The receptionist hands me the sides, which is what we call the pages with the actor's lines on them. On the top of the first page is a word: XKLGGENZS. Judging from the rest of the script, I'm guessing that's the name of the drug they're selling. I resist the urge to ask to buy a vowel.
I sit down on a white pleather sofa and read through the script. The first page is for a younger actress, who will play Sarah, my afflicted patient. What she is afflicted with, the script will not say.
My part, on page 2, starts out innocuously enough:
INT. LAB — DAY
JULIA, a handsome woman, older, approachable, tells us in her authoritative voice ...
JULIA
But now, we women have options.
Then page 3 scares the shit out of me. Because over a shot of four beautiful young women laughing over cocktails (Sarah and her friends), I (the phony doctor) have a voice-over to warn consumers:
JULIA (v.o.)
Side effects include drowsiness, short-term memory loss, decreased libido, stroke, depressed mood, dry mouth, tinnitus, and death.

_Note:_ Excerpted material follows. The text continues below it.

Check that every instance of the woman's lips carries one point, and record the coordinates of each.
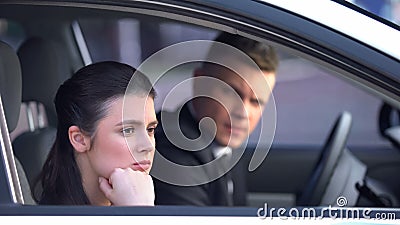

Pregnant women should not take Xklggenzs. If you have thoughts of suicide, please stop using Xklggenzs and consult your doctor immediately.
EXT. BEACH — MORNING
A glowing Sarah runs up to the camera to confide ...
SARAH
It's time for a new start. It's time for Xklggenzs.
I quickly look up tinnitus on my phone: ringing in the ears. Seriously?
"Holly Graham." A curly-haired guy in a navy blue suit calls out, clipboard in hand.
I raise my hand and tell him cheerfully, "That's me." I gather up my things and make my way into the casting room, whispering to him as we walk in, "How do I pronounce ...?"
"x-KEL-ggenzs."
"x-KEL-ggenzs," I repeat.
"No, the second g is silent," he tells me, then raises his voice to announce to a roomful of executives, "This is Holly Graham. She'll be reading for the part of Julia."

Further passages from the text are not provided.